School District to honor teachers’ contracts, to give raises

INDIAN RIVER COUNTY — Late Tuesday afternoon, Indian River County public school teachers — suddenly and unexpectedly — finally got the step raise promised them in their contract a few years ago. The money, which the contract said would be given to them once it became available, was there last July, but the negotiators for the administration made it contingent upon cutbacks and restrictive language for teachers that they insisted must be in their contract.

Essentially what the administrators’ negotiation team told teachers was: If you want the money promised you without conditions, you must accept conditions which cut back on your planning time and take away all opportunity for future step raises and tie your raises to an evaluation system based on student test score improvement.

Reeling from the breach of contract, the Indian River County teachers’ union filed a grievance on behalf of all teachers which was to be heard Wednesday morning at 10 a.m.

As more than six dozen teachers were making protest signs Tuesday afternoon to hold up at Tuesday night’s school board meeting and writing speeches to deliver during the public comment sector of the meeting and donning red T-shirts in solidarity, word spread that they were getting their step raise.

The sudden honoring of the contract meant that the teachers’ grievance hearing scheduled for Wednesday morning was cancelled. But the teachers — close to 100 of them — went to the school board meeting anyway, with their signs and speeches and in their red T-shirts.

Their signs read: “When will it end?” referring to the cutbacks teachers continually face; “Keep our step!” referring to the attempt to end step raises given to teachers for experience in the system; “Fair evaluations!” referring to problems with the new teacher evaluation system and “Respect teachers!” referring to the administrations’ attempt to tie a promised raise to teachers’ yielding to administrative demands.
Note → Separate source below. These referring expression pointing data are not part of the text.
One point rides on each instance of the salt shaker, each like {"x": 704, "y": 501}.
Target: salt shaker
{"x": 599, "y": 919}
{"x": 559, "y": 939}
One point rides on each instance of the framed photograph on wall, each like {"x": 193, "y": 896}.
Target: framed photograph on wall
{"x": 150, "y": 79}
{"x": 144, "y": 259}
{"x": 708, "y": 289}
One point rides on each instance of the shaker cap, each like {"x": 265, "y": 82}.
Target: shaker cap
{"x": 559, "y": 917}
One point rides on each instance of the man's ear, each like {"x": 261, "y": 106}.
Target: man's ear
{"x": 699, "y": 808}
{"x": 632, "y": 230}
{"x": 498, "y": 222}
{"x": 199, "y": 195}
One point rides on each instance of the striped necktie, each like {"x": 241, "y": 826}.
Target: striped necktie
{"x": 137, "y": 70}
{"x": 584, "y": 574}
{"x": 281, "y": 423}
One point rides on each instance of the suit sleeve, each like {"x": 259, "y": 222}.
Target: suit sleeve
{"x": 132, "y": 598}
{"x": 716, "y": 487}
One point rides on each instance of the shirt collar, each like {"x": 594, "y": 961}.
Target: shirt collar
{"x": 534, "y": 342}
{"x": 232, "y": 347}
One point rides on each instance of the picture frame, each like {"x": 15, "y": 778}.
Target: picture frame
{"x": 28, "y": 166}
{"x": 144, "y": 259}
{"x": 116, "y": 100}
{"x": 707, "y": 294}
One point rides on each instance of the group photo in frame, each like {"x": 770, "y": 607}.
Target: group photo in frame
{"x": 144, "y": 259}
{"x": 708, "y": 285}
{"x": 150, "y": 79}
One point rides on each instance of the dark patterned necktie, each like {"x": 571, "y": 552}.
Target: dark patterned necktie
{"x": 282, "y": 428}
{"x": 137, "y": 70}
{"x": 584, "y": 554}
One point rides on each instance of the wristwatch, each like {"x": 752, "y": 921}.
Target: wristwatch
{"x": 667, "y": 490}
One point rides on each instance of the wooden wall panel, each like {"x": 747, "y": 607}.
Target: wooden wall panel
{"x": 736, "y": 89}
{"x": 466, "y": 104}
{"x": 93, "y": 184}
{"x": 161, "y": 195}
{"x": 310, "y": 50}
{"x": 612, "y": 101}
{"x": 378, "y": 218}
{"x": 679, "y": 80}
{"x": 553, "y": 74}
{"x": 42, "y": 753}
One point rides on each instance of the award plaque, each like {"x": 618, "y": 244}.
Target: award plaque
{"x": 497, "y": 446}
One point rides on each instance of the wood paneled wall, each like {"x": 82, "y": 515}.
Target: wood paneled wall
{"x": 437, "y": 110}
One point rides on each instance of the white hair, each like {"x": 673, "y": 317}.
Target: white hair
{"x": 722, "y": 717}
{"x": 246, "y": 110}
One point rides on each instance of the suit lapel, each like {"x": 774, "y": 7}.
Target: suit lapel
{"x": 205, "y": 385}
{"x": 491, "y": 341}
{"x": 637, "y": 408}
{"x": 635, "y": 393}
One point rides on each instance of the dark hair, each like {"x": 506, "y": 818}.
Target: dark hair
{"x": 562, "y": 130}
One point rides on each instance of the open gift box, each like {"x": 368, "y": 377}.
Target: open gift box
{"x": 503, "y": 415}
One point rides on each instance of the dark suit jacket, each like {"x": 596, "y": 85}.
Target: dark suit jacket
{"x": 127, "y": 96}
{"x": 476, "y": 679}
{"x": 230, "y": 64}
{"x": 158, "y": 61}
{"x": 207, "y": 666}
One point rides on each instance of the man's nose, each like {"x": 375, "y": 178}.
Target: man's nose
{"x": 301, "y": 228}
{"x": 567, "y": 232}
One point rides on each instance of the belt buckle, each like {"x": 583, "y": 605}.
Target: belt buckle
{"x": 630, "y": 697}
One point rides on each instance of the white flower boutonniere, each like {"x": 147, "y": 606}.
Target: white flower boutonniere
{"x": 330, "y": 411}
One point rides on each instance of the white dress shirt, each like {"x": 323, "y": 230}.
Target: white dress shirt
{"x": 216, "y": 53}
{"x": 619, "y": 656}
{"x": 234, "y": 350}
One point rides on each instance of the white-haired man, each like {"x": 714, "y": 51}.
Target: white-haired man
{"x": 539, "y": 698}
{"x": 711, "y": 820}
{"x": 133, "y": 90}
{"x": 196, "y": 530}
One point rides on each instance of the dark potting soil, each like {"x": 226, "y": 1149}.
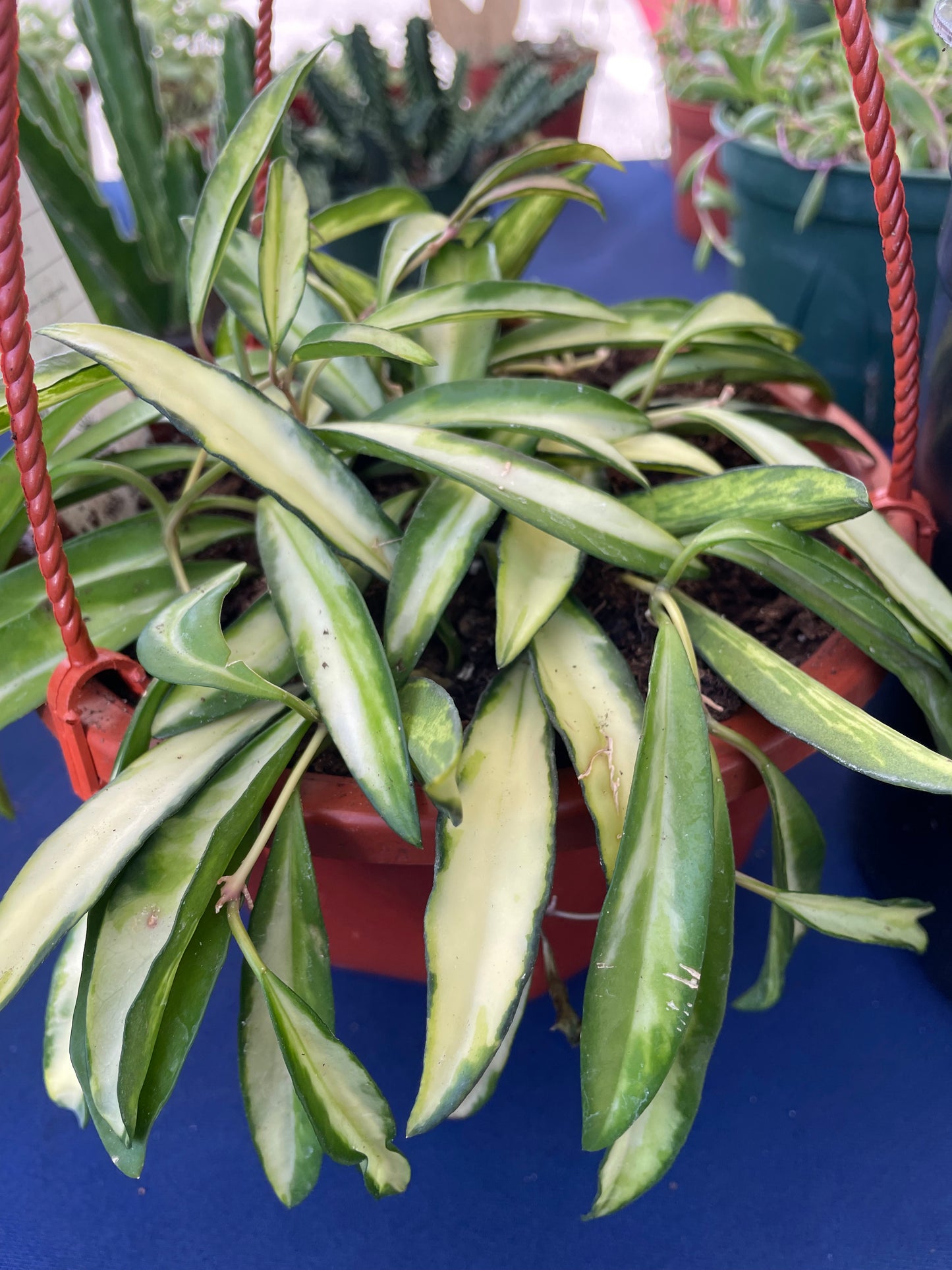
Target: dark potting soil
{"x": 754, "y": 605}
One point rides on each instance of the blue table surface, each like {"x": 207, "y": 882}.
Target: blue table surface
{"x": 823, "y": 1138}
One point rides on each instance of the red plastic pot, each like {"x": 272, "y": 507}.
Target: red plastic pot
{"x": 375, "y": 887}
{"x": 691, "y": 130}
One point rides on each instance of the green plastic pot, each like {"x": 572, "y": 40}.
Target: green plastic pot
{"x": 829, "y": 281}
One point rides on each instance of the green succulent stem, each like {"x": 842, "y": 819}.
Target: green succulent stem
{"x": 235, "y": 886}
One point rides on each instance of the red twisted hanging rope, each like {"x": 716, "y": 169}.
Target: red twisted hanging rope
{"x": 18, "y": 365}
{"x": 263, "y": 78}
{"x": 870, "y": 93}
One after another, the teachers spoke. Repeatedly, they criticized an April 10th e-mail sent by Schools Superintendent Dr. Fran Adams telling them that what the administration was asking of them in terms of cuts and restrictions was “abundantly fair” — even as the administration held the step raise promised them in the contract hostage to the teachers giving into demands that should have had nothing to do with honoring their contract.

At the meeting, many of the teachers thanked the superintendent and School Board for finally awarding the step increase in pay a few hours before. But they admonished the administration for “all take and no give” in the negotiations and the length of time it took to award the promised step raise and the changes they are demanding in the next contract.

Over and over teachers spoke of how demoralized they are over the administrations‘ adversarial position toward them. Yet when union leader Beth Weatherstone spoke, they seemed anything but demoralized.

Weatherstone talked about how fearful teachers are of speaking up because they worry it will result in administrative retaliation. She said the teachers wanted an agreement that showed compromise on both sides — not just from teachers.

She urged School Board members to attend contract negotiations to hear what each side said and to make fair decisions based upon what they heard.

She told everyone listening: “Our working conditions are students‘ learning environment.”

At the end of her talk of a few minutes, the room erupted with loud applause, many teachers giving her a standing ovation.

School Board Chair Carol Johnson interrupted the applause with this warning: “I can gavel this meeting to a close. We appreciate your respect.”

At the close of the meeting, Johnson thanked teachers for speaking, and Superintendent Adams told them: “There is no one sitting up here who doesn’t value you every single day.”

“The only reason teachers finally got the step raise spelled out in our contract is because they knew they were going to lose,” Weatherstone said after the meeting.